Istakozların yumurtadan çıktıktan, yetişkin hale gelinceye kadar olan evresi doğanın harikalarından biridir. Onların kabukları bir koruyucu dış iskelet rolü oynar. Fakat aynı zamanda hayvanın gelişmesindeki en büyük engeldir. Bu nedenle gelişebilmeleri için bazı dönemler bu kabuktan sıyrılmak zorundadırlar. Her kabuk değişimlerinde %7-15 oranında büyür, %40-80 oranında ağırlaşırlar. Hayvan yaşlandıkça, beslendikçe, su sıcaklıkları değiştikçe, kabuk değiştirme şartları oluşur. Yavrular, bir yıl içinde yedi defa kabuk değiştirirler. Bu nedenle çabuk gelişirler. Yaklaşık 3 yaşlarında yılda iki veya üç, beş yaşlarına geldiklerinde kabuk değişimi yılda bir defaya düşer. Yaşlı bir ıstakozun kabuk değiştirmesi ise üç-beş yılda bir defaya düşer. Dişi ıstakozlar, erkeklere göre daha az kabuk değiştirirler. Çünkü taşıdıkları yumurtalar için zamana ihtiyaçları vardır. Istakozlar kabuklarının sert olduğu dönemlerde çok hareketlidirler ve düşmanları ile çok rahat çatışmaya girebilirler.
Kediler adalarımızın nasıl sembolleri arasında sayılıyorsa, ıstakozlar da ada denizlerinin sembolleri olarak görülmelidir. Onları, sıradan su ürünleri olarak görmemek gerekir.
Yerleri, lokantaların vitrinleri değil, denizin derinliklerindeki kayaların kovuklarıdır.
Yavruyken planktonlarla beslenen ıstakozlar, erişkin hale geldiklerinde, canlı ve ölü balıklarla, küçüklü büyüklü midyeler ile beslenirler. Güçlü kıskaçları midye kabuklarını kırarken hiç zorlanmaz. Kumluk diplerden hoşlanmazlar, kayalık dipler onların yaşam alanlarıdır.
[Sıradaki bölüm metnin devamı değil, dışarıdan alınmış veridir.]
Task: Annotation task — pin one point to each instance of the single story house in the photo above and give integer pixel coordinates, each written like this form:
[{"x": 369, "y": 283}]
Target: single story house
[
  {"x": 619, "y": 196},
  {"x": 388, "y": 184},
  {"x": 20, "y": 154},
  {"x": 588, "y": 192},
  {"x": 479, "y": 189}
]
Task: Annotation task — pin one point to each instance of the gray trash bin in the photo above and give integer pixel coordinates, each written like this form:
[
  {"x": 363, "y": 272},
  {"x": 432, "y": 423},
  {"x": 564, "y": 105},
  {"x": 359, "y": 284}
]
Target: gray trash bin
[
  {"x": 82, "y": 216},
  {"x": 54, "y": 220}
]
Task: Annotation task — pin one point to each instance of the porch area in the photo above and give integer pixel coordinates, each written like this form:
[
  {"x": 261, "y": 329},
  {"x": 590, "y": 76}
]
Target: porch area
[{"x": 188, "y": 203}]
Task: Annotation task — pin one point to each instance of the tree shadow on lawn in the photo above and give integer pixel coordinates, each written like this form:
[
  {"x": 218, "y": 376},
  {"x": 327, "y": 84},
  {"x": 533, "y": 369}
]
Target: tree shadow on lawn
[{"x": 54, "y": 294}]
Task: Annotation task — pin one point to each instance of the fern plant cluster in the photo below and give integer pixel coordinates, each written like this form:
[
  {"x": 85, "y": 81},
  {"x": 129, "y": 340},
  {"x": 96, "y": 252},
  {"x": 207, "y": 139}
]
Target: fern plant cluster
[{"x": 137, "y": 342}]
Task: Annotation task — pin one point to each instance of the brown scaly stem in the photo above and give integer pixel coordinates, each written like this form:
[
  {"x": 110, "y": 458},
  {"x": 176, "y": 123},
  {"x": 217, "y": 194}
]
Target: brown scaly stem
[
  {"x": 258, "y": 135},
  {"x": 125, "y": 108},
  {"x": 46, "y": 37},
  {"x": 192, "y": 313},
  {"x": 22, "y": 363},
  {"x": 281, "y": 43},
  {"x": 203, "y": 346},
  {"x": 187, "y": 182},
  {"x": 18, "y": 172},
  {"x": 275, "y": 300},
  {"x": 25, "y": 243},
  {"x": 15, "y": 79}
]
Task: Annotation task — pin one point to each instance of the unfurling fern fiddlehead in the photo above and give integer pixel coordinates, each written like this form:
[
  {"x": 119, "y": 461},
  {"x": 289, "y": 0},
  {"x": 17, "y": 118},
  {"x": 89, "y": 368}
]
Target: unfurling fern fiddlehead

En fazla 300 metre kadar derinde yaşayabilirler. Karanlıktan hoşlanırlar ve yuvalarını sadece gece karanlığında terk ederek avlanmaya çıkarlar. Bazıları kısa seyahatler yaparlar, bazıları ise bulundukları yerleri uzun zaman terk etmezler. Bu nedenle bu ıstakozların kabuklarının üzerine “kekamoz” denen kıvrımlı kabuklar yer edinir. Bu ıstakozlara “Taş ıstakozu” adı verilir.
Onların uzun ömürleri bu denli ilginç ve zorludur.
Son söz şu olmalıdır; kediler adalarımızın nasıl sembolleri arasında sayılıyorsa, ıstakozlar da ada denizlerinin sembolleri olarak görülmelidir. Onları, sıradan su ürünleri olarak görmemek gerekir. Yerleri, lokantaların vitrinleri değil, denizin derinliklerindeki kayaların kovuklarıdır.